I cannot be unaware because just last month he was randomly selected by airport security to have hands swabbed for explosive residue before boarding a flight. He is the only one in our family ever to have experienced this, but he has experienced it twice in his fifteen years, and once more as a toddler when his tiny shoes were swabbed. He asks out loud (and alas, while still in the airport) if this happened because he is brown. I want to assure him that it is random, but the statistics are no longer favorable to that perspective.

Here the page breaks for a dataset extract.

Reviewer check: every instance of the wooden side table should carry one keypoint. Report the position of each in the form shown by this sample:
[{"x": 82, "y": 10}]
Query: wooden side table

I cannot be unaware because on the same trip, we visited a church in which the preacher chose to make disparaging remarks about the Chinese, which he surely thought were funny and would be well received by his usual congregation, and perhaps they were. Perhaps both preacher and congregation were blissfully unaware of the visiting Asian teenager in their midst who was quietly raging and pouring entirely too much emotional energy into keeping himself from walking out of the church during a sermon ostensibly on the subject of hospitality to strangers. They might have been unaware; but I could not be.
I cannot be unaware because violent racism against Asian people still exists in this world. The recent uptick in attacks on Asian-Americans since the advent of the coronavirus is unignorable. My son has an Asian face, an Asian body, and I cannot promise that no one will hate or hurt him for it. I cannot be unaware in a world in which one preacher’s attempt at humor could come to pose a very real and present danger for my son, or for someone who looks like him.
In short, I cannot be unaware because he cannot be unaware. I must be able to speak words of love and beauty into his life, custom-tailored for the life he is living. I have to acknowledge that he is adopted. I have heard other mothers claim to forget which of their children is adopted, but to do so is to forget which one needs a special affirmation of their birth- family’s worth, of their place in their adoptive family, and, if adopted internationally, of their place in both of their national homes. To claim to forget is to label his adoption or his ethnicity as shameful, something to be hidden. I must acknowledge that he is brown because I have to help him understand that, as much as we grieve it, he moves through a world of expectations that are not placed on his white brothers. Likewise, our family celebrates with him a birth-culture that bears a unique dignity and beauty on the world stage.
If we were to fail to see our son’s color, we would be failing to acknowledge the beauty of that color in a world that will easily call him anything but beautiful. What is good for my son is probably also good for my friends whose skin color does not match mine and whose differing perspective on the world gives new shades of color to my own. To hear their stories and acknowledge their differences is to speak peace and beauty into those differences.
For the dear lady who said she preferred to look into people’s eyes, I will share a final story: Once, when he was about two years old (and still cute), our youngest son climbed onto my lap and announced in his growly serious tone, “Mama! You have blue eyes.” Yes. “Mama! Daddy have blue eyes!” Yes. “Mama! Brothers have blue eyes.” Yes, again. “Why I have chocolaty eyes?” Even at two, children are keen to see differences. The response is not to sweep those differences under the rug (how absurd would it be to deny my son’s observation) but to speak words of love. He was quite satisfied that day to learn that most people born in Korea have “chocolaty” eyes. His observation of his reality was normalized and appreciated.
In return for seeing color, I am blessed to have a fuller perspective, a glimpse of how those chocolaty eyes see the world. I see a world in which difference is not shameful, in which ethnicity is part of the bold brushstrokes with which our world is painted, and in which we celebrate our colors with curiosity and respect, not shame.
I do see color; why would I want to live any other way?